President Trump’s criticism of Fed Chairman Jay Powell’s decision to raise interest rates was concerning for supporters of central bank independence, but he wouldn’t be the first president to attempt to influence the central bank’s policy decisions to boost his popularity. Both Lyndon Johnson and Richard Nixon attempted to influence the Fed’s monetary policies to benefit their domestic agendas.
A newly emerged consensus holds that policy makers should use macroprudential regulation to prevent financial crises or soften their impact on the real economy. Despite their widespread use, little is known about the political constraints that come with such tools. [Before close elections r]egulation is substantially less likely to tighten for tools aimed at mortgage and consumer credit, particularly in periods with optimistic growth forecasts, higher bank profitability, or an increasing credit-to-GDP gap…I find very limited evidence that central bank independence has a moderating effect on this electoral cycle in prudential tools. Taken at face value, these results suggest that time-varying financial regulation may be subject to more severe political pressures than previously acknowledged.
Müller finds that changes in economic fundamentals can’t explain these changes.
Legislators’ desire to keep the good times rolling to boost their electoral prospects creates incentives to not only scale back existing macroprudential regulations, but also block new ones.
During good times, policymakers should “lean against the wind” and prepare for an economic downturn by implementing measures like higher capital requirements. Instead, legislators facing close elections do the opposite.

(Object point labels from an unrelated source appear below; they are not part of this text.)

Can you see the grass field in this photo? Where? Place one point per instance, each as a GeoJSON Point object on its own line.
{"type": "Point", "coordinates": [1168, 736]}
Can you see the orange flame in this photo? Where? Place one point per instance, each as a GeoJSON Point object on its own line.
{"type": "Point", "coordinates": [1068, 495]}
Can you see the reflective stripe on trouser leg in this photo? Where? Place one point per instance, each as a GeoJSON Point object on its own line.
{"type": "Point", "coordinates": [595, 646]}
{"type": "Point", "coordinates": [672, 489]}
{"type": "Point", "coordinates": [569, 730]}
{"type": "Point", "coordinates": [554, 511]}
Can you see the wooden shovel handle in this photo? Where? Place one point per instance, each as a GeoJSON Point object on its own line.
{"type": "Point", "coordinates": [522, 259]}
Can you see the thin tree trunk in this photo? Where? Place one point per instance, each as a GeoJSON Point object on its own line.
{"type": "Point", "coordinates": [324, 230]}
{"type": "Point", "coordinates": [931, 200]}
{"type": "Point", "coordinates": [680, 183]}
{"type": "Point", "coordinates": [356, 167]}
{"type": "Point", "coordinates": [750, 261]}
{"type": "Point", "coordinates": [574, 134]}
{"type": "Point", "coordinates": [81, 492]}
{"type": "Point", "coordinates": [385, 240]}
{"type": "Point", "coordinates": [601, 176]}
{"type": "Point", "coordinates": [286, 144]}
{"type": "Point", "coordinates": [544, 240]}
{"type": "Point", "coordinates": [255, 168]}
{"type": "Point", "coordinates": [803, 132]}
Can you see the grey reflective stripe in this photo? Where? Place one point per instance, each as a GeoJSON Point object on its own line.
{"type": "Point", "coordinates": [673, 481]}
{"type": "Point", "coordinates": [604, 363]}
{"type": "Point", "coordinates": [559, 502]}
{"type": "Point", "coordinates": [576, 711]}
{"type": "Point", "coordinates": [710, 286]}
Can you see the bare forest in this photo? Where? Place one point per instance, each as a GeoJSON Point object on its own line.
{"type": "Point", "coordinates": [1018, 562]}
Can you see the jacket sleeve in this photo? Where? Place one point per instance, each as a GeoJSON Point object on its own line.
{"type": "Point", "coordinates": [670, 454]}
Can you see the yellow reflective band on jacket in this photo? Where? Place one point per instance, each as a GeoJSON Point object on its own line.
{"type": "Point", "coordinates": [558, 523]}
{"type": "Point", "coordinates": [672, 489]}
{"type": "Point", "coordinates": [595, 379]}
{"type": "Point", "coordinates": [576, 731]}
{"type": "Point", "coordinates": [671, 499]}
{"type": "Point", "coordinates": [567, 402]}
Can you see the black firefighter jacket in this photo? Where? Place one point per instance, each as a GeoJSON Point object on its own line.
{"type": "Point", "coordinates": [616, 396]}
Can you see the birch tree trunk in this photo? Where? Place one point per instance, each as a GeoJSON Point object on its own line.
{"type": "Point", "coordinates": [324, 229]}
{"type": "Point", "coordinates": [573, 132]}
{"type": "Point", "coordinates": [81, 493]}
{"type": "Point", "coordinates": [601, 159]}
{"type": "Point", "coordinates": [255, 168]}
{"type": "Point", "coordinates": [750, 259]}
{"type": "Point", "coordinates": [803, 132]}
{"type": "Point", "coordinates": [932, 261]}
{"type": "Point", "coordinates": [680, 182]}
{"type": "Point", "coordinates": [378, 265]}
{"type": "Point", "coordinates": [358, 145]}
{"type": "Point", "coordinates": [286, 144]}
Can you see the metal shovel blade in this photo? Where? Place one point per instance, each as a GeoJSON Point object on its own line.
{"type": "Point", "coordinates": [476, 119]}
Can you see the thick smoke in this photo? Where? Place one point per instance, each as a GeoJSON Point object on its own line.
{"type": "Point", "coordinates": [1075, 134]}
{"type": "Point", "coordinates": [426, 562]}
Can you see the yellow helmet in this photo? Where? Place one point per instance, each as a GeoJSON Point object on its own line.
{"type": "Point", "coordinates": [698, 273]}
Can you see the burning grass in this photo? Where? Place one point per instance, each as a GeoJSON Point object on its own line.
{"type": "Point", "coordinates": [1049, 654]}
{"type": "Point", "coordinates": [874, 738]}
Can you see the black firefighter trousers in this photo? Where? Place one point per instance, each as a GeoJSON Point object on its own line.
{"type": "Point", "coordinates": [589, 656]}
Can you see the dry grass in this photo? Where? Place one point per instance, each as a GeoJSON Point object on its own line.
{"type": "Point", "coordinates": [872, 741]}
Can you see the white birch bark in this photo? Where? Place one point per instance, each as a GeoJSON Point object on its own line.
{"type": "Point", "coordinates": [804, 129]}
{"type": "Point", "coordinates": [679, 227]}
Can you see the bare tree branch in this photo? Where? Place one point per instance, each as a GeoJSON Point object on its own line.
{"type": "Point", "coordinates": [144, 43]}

Sector-specific capital requirements are less likely to be tightened when economic growth is higher (and projected to be higher in the future) and banks are more profitable. Regulation is also less likely to tighten when the credit-to-GDP gap is growing. This finding is particularly troubling because the credit-to-GDP gap is arguably the most widely used metric to gauge the buildup of financial vulnerabilities, which suggests that the electoral cycle makes regulation more procyclical.
While central bank independence is positively correlated with countercyclical monetary policy, independence fails to mitigate the political influences on macroprudential policies implemented by the legislature.
While many reforms implemented in the 2010 Dodd-Frank Act have been criticized for putting too much power in the hands of agencies “insulat[ed] from democratic accountability” (the Consumer Financial Protection Bureau is a frequent target of this criticism), these findings problematize the benefits of putting the burdens of macroprudential policy on the legislature.